Mas os pesquisadores também perceberam que no mundo hipotético sem seca ou inundações, ocorreram muito menos eventos com temperaturas elevadas ou umidade reduzida do que a referência. Isso, eles descobriram, era devido a um conjunto de processos chamados feedbacks terra-atmosfera, quando as características da terra controlam fortemente a atmosfera próxima à superfície da Terra.

Para entender isso, Humphrey sugere pensar em uma vez em que você entrou em um pequeno grupo de árvores em um parque e sentiu a temperatura cair imediatamente. Isso ocorre porque as árvores liberam muita água por meio do processo evaporativo de transpiração. Isso direciona a energia do sol para a vaporização da água, em vez de permitir que ela aqueça o ambiente. Durante uma seca, quando não há tanta água ao redor para as plantas transpirarem, mais energia do sol é usada para aquecer e secar o ar.

"Nossos resultados mostram que a umidade do solo afeta significativamente as temperaturas próximas à superfície e a umidade atmosférica por causa desses feedbacks da atmosfera terrestre", diz o coautor do artigo Christian Frankenberg, professor de ciência ambiental e engenharia da Caltech e cientista pesquisador do Laboratório de Propulsão a Jato, que Caltech gerencia para a NASA. Ele acrescenta que o estudo descobriu que, se o solo estiver seco, eventos extremos, como ondas de calor, se tornam muito mais prejudiciais porque as plantas não podem fazer seu trabalho de reumedecimento e resfriamento da superfície da terra. "Se houver bastante umidade do solo disponível, isso amortece alguns desses eventos extremos", diz ele.
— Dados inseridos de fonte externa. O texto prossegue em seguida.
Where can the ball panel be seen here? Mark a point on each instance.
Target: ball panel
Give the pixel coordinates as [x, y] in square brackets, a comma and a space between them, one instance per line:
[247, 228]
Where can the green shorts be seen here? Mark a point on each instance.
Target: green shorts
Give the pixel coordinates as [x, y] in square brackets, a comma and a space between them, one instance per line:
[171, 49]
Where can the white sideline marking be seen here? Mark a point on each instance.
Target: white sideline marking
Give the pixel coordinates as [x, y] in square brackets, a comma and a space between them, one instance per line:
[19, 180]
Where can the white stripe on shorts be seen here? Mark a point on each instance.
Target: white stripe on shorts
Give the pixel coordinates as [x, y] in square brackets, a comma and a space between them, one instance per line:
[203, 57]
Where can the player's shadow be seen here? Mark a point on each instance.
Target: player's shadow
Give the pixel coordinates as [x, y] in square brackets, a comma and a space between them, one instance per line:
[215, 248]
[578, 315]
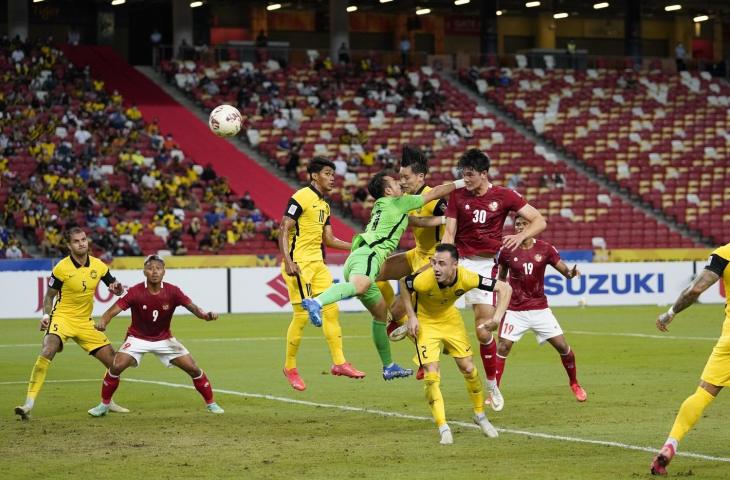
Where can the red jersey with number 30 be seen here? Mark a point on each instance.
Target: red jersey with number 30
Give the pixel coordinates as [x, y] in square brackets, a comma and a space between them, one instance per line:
[527, 274]
[152, 313]
[480, 219]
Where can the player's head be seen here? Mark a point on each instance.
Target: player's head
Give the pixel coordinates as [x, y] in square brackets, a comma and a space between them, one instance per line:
[474, 165]
[76, 241]
[154, 269]
[445, 262]
[521, 223]
[322, 173]
[384, 184]
[413, 169]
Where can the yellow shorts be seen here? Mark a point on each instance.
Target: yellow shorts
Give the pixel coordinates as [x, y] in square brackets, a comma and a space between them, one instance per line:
[433, 334]
[314, 279]
[717, 368]
[81, 331]
[416, 259]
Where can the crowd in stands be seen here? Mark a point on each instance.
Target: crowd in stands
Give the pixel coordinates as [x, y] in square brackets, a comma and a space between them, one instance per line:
[360, 114]
[72, 153]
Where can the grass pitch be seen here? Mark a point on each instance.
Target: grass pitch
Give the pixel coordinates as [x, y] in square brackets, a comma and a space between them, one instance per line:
[336, 428]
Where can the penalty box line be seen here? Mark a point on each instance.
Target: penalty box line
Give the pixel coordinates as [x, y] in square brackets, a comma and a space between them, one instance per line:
[384, 413]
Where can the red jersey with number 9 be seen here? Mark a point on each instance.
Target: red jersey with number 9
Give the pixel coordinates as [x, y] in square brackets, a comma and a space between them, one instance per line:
[527, 274]
[152, 313]
[480, 219]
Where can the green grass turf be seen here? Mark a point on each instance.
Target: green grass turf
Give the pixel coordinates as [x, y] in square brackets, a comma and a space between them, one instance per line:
[635, 386]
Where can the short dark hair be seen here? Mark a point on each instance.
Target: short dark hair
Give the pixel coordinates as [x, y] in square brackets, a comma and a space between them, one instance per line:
[414, 158]
[447, 247]
[377, 185]
[475, 159]
[71, 232]
[318, 164]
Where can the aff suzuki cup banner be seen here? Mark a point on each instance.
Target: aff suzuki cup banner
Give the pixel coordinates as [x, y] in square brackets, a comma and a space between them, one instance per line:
[262, 290]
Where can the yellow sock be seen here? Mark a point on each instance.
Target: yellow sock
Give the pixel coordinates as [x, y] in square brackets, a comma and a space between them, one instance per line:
[37, 377]
[294, 336]
[690, 412]
[333, 332]
[387, 291]
[432, 387]
[474, 388]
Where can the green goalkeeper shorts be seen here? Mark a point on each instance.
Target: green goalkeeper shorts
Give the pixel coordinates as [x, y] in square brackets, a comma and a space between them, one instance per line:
[365, 261]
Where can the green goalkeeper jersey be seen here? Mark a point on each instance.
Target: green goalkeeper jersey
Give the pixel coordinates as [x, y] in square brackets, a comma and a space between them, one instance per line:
[388, 221]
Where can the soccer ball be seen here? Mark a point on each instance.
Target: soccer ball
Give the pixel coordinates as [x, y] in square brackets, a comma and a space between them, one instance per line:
[225, 121]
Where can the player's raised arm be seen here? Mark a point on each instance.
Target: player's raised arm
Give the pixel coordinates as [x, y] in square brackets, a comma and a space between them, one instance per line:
[442, 190]
[287, 223]
[689, 295]
[107, 316]
[198, 312]
[566, 271]
[331, 241]
[536, 226]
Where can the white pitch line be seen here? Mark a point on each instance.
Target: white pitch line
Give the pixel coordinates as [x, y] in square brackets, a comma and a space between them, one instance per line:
[641, 335]
[385, 413]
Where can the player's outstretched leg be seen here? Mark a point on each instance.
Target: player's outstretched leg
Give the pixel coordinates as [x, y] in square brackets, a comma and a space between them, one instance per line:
[689, 413]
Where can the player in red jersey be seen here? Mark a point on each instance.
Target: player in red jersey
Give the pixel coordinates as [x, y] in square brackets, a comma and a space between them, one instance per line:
[153, 303]
[475, 217]
[528, 308]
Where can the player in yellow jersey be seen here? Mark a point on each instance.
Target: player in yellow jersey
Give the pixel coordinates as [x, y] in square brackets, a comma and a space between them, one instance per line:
[435, 322]
[305, 229]
[717, 370]
[413, 169]
[74, 280]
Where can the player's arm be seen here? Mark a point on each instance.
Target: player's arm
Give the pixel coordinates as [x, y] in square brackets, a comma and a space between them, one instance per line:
[333, 242]
[198, 312]
[287, 223]
[114, 286]
[711, 274]
[442, 190]
[107, 316]
[48, 304]
[564, 270]
[537, 225]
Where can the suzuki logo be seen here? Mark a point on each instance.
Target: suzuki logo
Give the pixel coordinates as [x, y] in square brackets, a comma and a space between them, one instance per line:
[280, 295]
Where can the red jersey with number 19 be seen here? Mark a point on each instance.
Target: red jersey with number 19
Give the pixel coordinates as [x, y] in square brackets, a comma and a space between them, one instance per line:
[480, 219]
[152, 313]
[527, 274]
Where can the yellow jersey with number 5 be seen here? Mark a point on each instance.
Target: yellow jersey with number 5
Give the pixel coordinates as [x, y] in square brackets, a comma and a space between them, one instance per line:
[77, 284]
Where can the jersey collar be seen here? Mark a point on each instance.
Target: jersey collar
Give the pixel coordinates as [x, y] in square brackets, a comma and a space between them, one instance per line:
[77, 264]
[319, 194]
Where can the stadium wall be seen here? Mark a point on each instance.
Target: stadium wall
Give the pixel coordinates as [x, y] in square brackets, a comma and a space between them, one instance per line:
[262, 289]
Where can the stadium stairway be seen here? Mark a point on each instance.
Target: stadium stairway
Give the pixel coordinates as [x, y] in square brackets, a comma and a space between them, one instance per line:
[193, 135]
[583, 169]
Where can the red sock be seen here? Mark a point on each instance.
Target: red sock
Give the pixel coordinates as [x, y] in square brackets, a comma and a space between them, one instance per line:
[108, 387]
[500, 367]
[489, 358]
[569, 364]
[202, 385]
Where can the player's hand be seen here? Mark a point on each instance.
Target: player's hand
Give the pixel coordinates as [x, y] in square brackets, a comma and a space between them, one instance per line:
[574, 272]
[45, 321]
[412, 326]
[664, 320]
[510, 242]
[291, 268]
[116, 288]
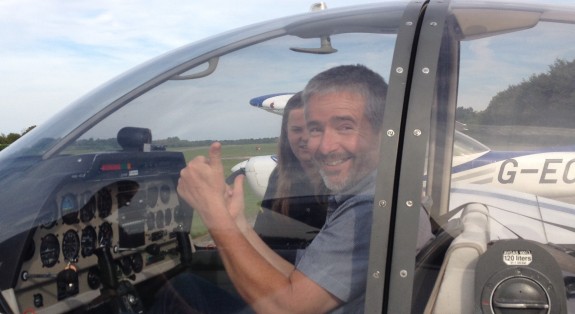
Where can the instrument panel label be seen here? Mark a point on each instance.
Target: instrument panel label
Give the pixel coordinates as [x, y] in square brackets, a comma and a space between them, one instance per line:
[523, 257]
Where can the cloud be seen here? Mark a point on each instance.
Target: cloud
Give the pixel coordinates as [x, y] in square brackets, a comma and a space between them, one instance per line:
[54, 51]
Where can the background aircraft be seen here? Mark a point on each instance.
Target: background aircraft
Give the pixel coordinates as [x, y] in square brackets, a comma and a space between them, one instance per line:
[548, 173]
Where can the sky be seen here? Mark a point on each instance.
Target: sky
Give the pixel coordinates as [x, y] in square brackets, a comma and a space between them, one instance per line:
[55, 51]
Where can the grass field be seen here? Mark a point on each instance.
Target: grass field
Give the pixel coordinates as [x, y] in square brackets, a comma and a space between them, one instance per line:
[231, 155]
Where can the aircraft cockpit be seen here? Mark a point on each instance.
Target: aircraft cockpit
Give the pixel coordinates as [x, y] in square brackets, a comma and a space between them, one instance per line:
[477, 134]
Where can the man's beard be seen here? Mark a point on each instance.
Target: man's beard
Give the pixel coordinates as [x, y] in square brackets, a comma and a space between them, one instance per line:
[335, 157]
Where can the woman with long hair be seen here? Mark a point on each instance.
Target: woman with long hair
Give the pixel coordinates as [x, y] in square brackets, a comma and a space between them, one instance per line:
[295, 188]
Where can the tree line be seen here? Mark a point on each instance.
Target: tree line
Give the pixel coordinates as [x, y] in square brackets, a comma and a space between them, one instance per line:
[546, 100]
[172, 142]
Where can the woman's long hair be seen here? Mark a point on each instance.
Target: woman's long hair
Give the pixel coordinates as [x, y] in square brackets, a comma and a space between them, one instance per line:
[290, 169]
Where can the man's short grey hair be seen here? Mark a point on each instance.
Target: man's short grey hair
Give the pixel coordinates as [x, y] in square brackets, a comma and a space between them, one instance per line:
[352, 78]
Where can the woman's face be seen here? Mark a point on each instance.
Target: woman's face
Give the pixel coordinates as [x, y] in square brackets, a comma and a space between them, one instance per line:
[297, 135]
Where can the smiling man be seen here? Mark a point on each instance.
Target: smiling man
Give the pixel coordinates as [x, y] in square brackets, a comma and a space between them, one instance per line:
[343, 112]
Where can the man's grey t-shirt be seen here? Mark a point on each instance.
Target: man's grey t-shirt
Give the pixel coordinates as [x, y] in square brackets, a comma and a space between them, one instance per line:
[338, 257]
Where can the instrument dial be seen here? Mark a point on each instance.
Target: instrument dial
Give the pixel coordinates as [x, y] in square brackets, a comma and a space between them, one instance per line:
[71, 245]
[49, 250]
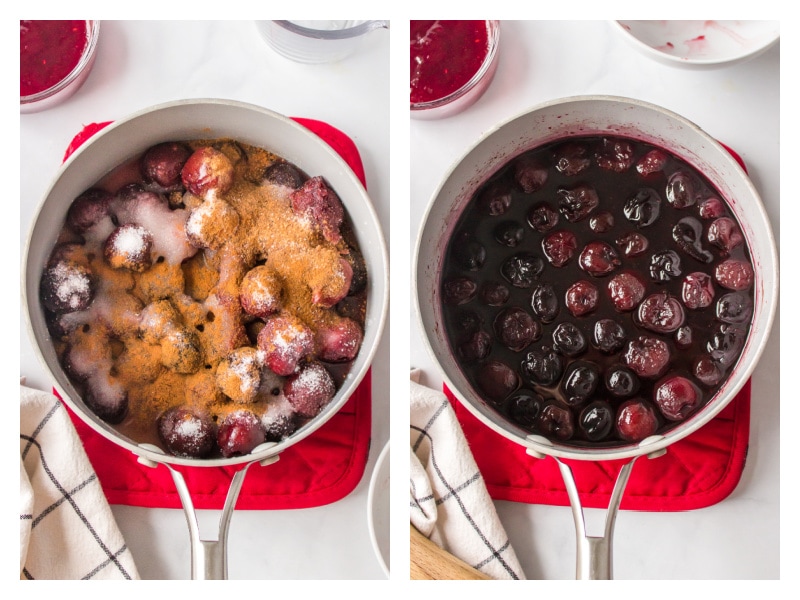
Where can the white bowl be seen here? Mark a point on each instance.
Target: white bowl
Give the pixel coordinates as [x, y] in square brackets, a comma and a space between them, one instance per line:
[378, 512]
[194, 119]
[700, 44]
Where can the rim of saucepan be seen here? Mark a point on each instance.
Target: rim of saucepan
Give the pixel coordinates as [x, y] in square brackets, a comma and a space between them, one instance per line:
[493, 28]
[485, 157]
[332, 34]
[198, 119]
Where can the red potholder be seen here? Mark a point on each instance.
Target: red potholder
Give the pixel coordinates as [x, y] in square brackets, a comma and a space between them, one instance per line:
[318, 470]
[700, 470]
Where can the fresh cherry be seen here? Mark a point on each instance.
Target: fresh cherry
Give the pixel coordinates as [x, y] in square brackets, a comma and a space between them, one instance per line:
[635, 421]
[647, 356]
[542, 367]
[559, 247]
[187, 432]
[581, 298]
[677, 397]
[626, 290]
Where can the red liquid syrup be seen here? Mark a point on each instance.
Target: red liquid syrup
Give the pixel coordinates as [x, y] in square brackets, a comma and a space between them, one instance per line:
[444, 56]
[48, 51]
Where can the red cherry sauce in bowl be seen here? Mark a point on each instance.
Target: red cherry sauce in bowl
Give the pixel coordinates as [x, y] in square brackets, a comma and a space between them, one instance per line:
[597, 291]
[452, 63]
[55, 59]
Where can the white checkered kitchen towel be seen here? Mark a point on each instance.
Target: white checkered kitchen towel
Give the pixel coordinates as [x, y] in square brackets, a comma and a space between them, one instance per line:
[67, 529]
[449, 501]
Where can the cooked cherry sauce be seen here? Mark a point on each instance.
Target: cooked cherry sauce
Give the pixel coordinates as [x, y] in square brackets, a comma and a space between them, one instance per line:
[597, 291]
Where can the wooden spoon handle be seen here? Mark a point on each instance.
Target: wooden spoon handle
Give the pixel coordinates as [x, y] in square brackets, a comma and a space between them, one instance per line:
[429, 561]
Os cientistas ficaram surpresos com a importância desses feedbacks terra-atmosfera em termos de seu efeito na absorção global de carbono. Descobriu-se que o impacto direto da mudança da umidade do solo foi responsável por apenas cerca de um quarto da variabilidade interanual. Surpreendentes 75% vieram indiretamente, como produto das mudanças na temperatura e na umidade do ar. Isso significa que durante as secas, as plantas são incapazes de fixar carbono, não tanto porque há menos água no solo, mas principalmente porque a atmosfera rapidamente se tornou mais quente e seca como resultado da seca.

“Isso finalmente reconcilia as diferentes perspectivas que as pessoas em nossa área tiveram”, diz Humphrey. "Até você saber que a umidade do solo influenciou a temperatura e é por isso que você vê os dois fazendo efeito, você tem a impressão de que há um conflito entre os resultados. Isso finalmente esfria o debate. Todos estão certos."

O novo artigo da Nature é intitulado "O feedback da umidade-atmosfera do solo domina a variabilidade da absorção de carbono da terra. Junto com Humphrey e Frankenberg, outros autores do artigo são Alexis Berg, da Harvard University; Philippe Ciais, do Laboratoire des Sciences du Climat et de l'Environnement, na França; Pierre Gentine da Columbia University em Nova York; Martin Jung e Markus Reichstein do Instituto Max Planck de Biogeoquímica em Jena, Alemanha; e Sonia I. Seneviratne da ETH Zurich na Suíça.